FHFA delays nettlesome pricing change for mortgages

FHFA delays nettlesome pricing change for mortgages

The Federal Housing Finance Agency has pushed back the implementation date of some of the adjusted fees set to apply to mortgages purchased by Fannie Mae and Freddie Mac on May 1. Specifically, higher fees charged for mortgages with debt-to-income ratios above 40% will instead become effective Aug. 1, with no post-purchase adjustments applied through Dec. 31, 2023. Mortgage bankers have shown particular concern about the DTI-based fees because the variable is one that's particularly likely to change during the origination process.


READ MORE: FHFA delays nettlesome pricing change for mortgages


LoanDepot says cash, warehouse line with Signature Bank are safe

The lender and servicer transferred $225 million of corporate cash balances out of the former bank Monday to an unnamed large money center bank, it said in a Securities and Exchange Commission filing Wednesday.
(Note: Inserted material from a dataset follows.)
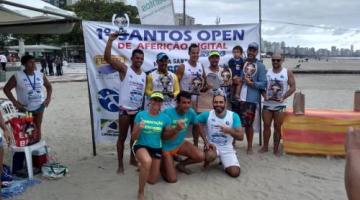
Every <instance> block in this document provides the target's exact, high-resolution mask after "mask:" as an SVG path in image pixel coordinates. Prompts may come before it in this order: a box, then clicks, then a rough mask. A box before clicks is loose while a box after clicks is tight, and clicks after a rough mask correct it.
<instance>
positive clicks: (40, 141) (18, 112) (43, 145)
mask: <svg viewBox="0 0 360 200" xmlns="http://www.w3.org/2000/svg"><path fill="white" fill-rule="evenodd" d="M0 107H1V109H0V111H1V114H2V116H3V118H4V121H5V122H6V121H9V120H10V119H12V118H14V117H20V116H25V114H24V113H20V112H18V111H17V109H16V108H15V106H14V105H13V104H12V102H11V101H9V100H4V99H0ZM7 128H8V130H9V131H10V133H12V128H11V126H10V124H8V125H7ZM0 131H1V135H2V130H1V129H0ZM43 148H46V143H45V141H44V140H40V141H39V142H37V143H35V144H32V145H29V146H24V147H18V146H16V143H15V139H14V135H13V134H11V143H10V151H11V158H12V159H11V164H10V169H12V163H13V158H14V154H15V153H16V152H24V153H25V159H26V167H27V172H28V178H29V179H30V180H31V179H33V177H34V172H33V165H32V152H33V151H36V150H39V149H43Z"/></svg>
It moved the funds following the Federal Deposit Insurance Corp.'s establishment Sunday evening of a bridge bank, Signature Bridge Bank N.A., which protected depositors and will continue the bank's operations. The bank's collapse won't impact loanDepot's $300 million warehouse facility, in which Signature is a 50% participant, and a $300 million servicing rights facility with Signature, which both expire this December. 


Ginnie Mae plans to staff up to handle RMF portfolio

Ginnie Mae is looking to significantly grow its team to help manage the "sizable and complex portfolio" of Reverse Mortgage Funding, which it seized in late-December. But to do so, the government guarantor needs more funding. The agency is requesting a $61 million budget for salaries and expenses next year, an increase of $20.6 million from this year's levels, according to the Department of Housing and Urban Development's appropriation request for 2024. Ginnie, a corporation within HUD, plans to use some of the funds to hire an additional 70 employees, beefing up the agency's headcount to 271. 
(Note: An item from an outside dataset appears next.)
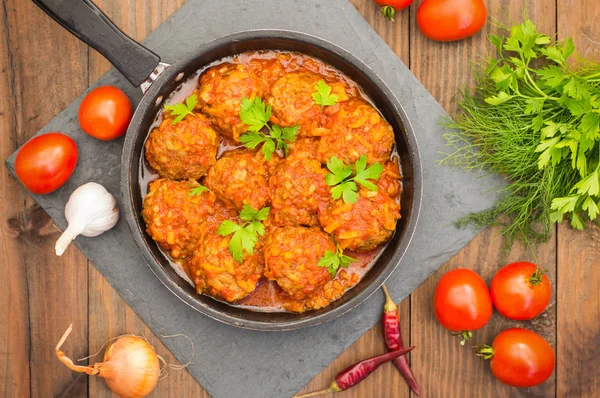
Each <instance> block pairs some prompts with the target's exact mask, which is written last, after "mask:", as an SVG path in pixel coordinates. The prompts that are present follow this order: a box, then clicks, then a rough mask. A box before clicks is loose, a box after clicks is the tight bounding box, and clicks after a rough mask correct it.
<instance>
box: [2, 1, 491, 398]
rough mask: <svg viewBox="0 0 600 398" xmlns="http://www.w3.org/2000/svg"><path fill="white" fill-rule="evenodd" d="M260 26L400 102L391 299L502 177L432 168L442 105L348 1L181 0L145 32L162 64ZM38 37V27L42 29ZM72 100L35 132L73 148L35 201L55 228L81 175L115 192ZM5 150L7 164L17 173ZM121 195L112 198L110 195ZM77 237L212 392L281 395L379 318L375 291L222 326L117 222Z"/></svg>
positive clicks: (471, 236)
Mortgage volumes increase for second week

Mortgage application volumes increased for a second straight week, as concerns regarding the stability of financial institutions drove interest rates down, helping boost borrower demand, the Mortgage Bankers Association said. The MBA's Market Composite Index, a measure of weekly loan activity based on surveys of association members, increased a seasonally adjusted 6.5% for the seven-day period ending March 10. While up for the second consecutive survey period, volumes remained 56.8% below their levels of a year ago. Both purchases and refinances came in higher week over week. The Refinance Index climbed up 4.8% but still landed 74.1% lower on an annual basis. At the same time, the share of refinances relative to total application volume slid to 28.2% from 28.9% seven days earlier in spite of the increase in volume. 
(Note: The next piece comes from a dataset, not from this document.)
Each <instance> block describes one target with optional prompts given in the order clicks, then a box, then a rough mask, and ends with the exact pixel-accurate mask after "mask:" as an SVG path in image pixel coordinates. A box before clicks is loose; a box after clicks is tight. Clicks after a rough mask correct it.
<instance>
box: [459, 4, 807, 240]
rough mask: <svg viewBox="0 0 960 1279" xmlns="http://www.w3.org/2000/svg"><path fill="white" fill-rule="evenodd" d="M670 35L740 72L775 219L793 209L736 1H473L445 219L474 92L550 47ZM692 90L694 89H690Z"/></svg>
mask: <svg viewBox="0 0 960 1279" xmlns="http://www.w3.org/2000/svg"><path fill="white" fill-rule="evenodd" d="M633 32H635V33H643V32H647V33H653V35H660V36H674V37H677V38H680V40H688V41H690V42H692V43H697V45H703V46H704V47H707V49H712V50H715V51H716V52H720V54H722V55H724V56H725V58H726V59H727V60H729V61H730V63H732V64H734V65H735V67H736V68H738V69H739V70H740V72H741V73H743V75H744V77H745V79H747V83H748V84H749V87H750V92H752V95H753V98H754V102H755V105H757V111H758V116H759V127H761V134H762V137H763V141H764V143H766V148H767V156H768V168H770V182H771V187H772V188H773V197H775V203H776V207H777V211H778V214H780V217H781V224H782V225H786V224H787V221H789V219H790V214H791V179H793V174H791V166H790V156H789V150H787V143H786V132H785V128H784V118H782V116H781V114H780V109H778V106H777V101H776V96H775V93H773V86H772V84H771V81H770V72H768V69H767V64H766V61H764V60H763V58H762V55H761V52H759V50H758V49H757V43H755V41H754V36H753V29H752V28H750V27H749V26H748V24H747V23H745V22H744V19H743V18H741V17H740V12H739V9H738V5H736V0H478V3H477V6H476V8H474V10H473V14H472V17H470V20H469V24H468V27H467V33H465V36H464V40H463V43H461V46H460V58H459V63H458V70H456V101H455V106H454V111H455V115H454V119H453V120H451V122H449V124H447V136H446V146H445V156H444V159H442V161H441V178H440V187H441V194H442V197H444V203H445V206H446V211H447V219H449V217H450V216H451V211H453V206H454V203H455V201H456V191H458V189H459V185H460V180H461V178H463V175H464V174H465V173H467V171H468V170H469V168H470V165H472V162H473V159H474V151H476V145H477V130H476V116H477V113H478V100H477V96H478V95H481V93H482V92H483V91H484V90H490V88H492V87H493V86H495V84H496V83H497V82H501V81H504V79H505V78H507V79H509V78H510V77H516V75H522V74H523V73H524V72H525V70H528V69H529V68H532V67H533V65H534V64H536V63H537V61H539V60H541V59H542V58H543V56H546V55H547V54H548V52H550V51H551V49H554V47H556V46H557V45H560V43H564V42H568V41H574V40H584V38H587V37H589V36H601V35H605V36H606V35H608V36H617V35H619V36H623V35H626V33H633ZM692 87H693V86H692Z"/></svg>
Higher mortgage rates spur record number of concessions

Rising mortgage rates and high home prices forced a record number of sellers to make concessions in the three-month period ended Feb. 28, Redfin said. In 45.5% of transactions conducted by Redfin's buyer agents the seller offered some form of remuneration back to the purchaser, the most in any three-month period since the real estate brokerage began tracking this data in June 2020. For the same period last year, 31.1% of sales involved some sort of action by the seller to get the deal done, other than a price cut. That includes covering the transaction's closing costs, funding a mortgage rate buydown for the purchaser and/or paying for repairs. 


Finance of America reports first earnings after massive pivot

Finance of America ended 2022 far smaller than what it was just months earlier, but leaders said plenty of work still remained to shore up its balance sheet following its latest quarterly loss. The Plano, Texas-based mortgage company posted a net loss of $182 million in the fourth quarter of 2022, a period that saw Finance of America pivot toward becoming a "retirement-focused home equity provider." The company trimmed its deficit from $301.7 million three months earlier and $1.34 billion over the same period in 2021. In a year that opened with a massive internal restructuring, Finance of America's net loss came in at $715.5 million compared to a negative profit of $1.18 billion 12 months prior.